Berlioz
Roméo et Juliette – Dramatic Symphony, Op.17 [Selections – Introduction … Romeo Alone … Concert and Ball: Festivities at the Capulets … Love Scene … Queen Mab Scherzo … Romeo at Juliet’s Tomb]
Wagner
Tristan und Isolde – Prelude und Liebestod
Debussy
La mer – three symphonic sketches
Vienna Philharmonic Orchestra
Valery Gergiev
Reviewed by: Susan Stempleski
Reviewed: 29 February, 2008
Venue: Stern Auditorium, Carnegie Hall, New York City
In the first in this weekend’s three-concert series by the Vienna Philharmonic at Carnegie Hall, Valery Gergiev conducted a program of large-scale French works by Berlioz and Debussy along with the Prelude to Wagner’s “Tristan und Isolde” and the purely orchestral version of Isolde’s ‘song of death’.

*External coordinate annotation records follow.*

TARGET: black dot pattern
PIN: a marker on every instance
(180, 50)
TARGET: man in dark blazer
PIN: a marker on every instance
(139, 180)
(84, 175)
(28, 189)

A more generous than usual selection of orchestral excerpts from Berlioz’s great dramatic symphony, Roméo et Juliette – lasting nearly and hour – took up the first half of the program. Conducting without a baton or score, the highly energetic Gergiev – his feet left the podium at some of the more rousing passages – hit all the high points but secured less than brilliant playing in a reading that was often too loud and too fast. There were too many moments when the delicacy and brilliance of Berlioz’s luminous orchestration were obscured by the orchestra’s heavyweight sound. Despite the incandescence of the VPO’s famous strings and some poignant sounds from the woodwinds, this was ultimately disappointing reading, lacking real warmth and drama.
Also less than satisfying was the passionate ‘Prelude and Liebestod’ from “Tristan und Isolde” in which Gergiev pushed the orchestra to play with tremendous intensity. The VPO strings again displayed their phenomenal power and luminosity, successfully evoking the yearning and ecstasy in Wagner’s music, but overall – as in the Berlioz – speed was a critical issue. The predominantly fast tempos taken by Gergiev robbed the Prelude of an appropriate build-up of tension, and never allowed the music of the Liebestod to open up and speak for itself.
Debussy’s La mer was also delivered with mixed results. There were some inspired, atmospheric touches, notably the pianissimo opening and the second movement (‘Play of waves’), both played with great evocative feeling, and a haunting sense of color. The third movement Dialogue of the Wind and the Sea – full of capricious gusts and angry, turbulent waters – generated excitement. Here, it was the windswept rondo theme on woodwinds, in counterpoint with the brass, which stole the show. Overall, though, the performance was overdriven and lacked the natural ebb and flow essential to the piece.
The Viennese bonbon that the orchestra offered as an encore, a high-spirited polka, Vergnügungszug, Opus 281, by Johann Strauss II, came as something of a shock and felt inappropriate after the intensity of the Wagner and the tempestuous waters of the Debussy.